Mary Robinson: David Attenborough's climate change speech 'has echoed around the world'

Mary Robinson: David Attenborough's climate change speech 'has echoed around the world'

Climate change measures need to be thoughtful and inclusive, says former President Mary Robinson.

She was responding to a speech by renowned nature broadcaster David Attenborough at the opening ceremony of the COP24 UN climate conference in Katowice, Poland, where he called climate change "our greatest threat in thousands of years."

He told world leaders that climate change could lead to the collapse of civilizations, and much of the natural world.

“Right now we are facing a manmade disaster of global scale, our greatest threat in thousands of years: climate change,” he said.
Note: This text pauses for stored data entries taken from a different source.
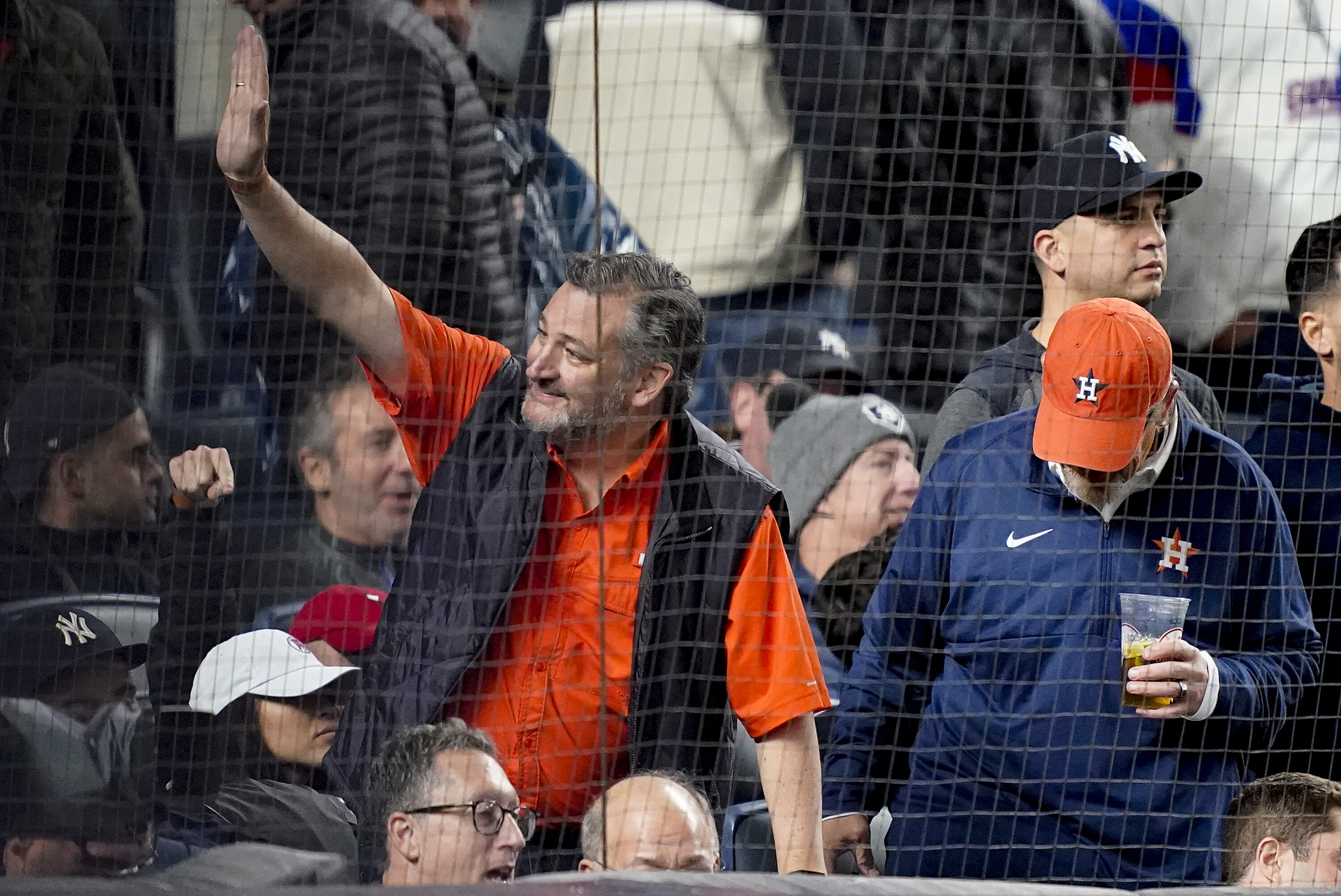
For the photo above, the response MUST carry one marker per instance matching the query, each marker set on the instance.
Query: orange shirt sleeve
(773, 670)
(448, 369)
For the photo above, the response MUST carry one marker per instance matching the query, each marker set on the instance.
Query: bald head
(655, 824)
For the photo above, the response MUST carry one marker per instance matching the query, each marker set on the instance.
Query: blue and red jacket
(997, 632)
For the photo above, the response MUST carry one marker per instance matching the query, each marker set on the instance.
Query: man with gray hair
(444, 808)
(593, 577)
(652, 821)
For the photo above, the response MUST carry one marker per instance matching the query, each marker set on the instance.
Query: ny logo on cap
(1088, 388)
(883, 413)
(833, 344)
(1126, 149)
(77, 627)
“If we don’t take action, the collapse of our civilisations and the extinction of much of the natural world is on the horizon.”

Ms Robinson said it had been a wonderful idea to have Mr Attenborough speak at the conference.

She said: “It has worked wonderfully, his voice has echoed around the world.”

It was important to communicate, “to get through the UN speak, to get through to people,” she told RTE’s Morning Ireland.

“We’re running out of time. It is important to take action now. We must be more ambitious. Big changes are happening."

"There is more concern at political level. The Government and political parties are taking the issue more seriously.”

There is a long way to go to catch up, she said, “but we’re on the right track.”

Ms Robinson said there are very tough targets, “but they are doable.”

“We must take action with much more ambition to be on track for a carbon-neutral world. That’s why what David Attenborough said is important. The situation is potentially catastrophic, but it is doable. People need to take steps in their own lives. They need to get cross if governments are not doing enough.”

She said that Ireland is changing and needs to be a leader. But any changes need to be socially just, they need to be inclusive and thoughtful, she added.

The former President pointed out that changes in the peat industry need to include “a just transition”, with new jobs, new training and that the carbon tax should not have an impact only on those on low incomes who rely on fossil fuels for work.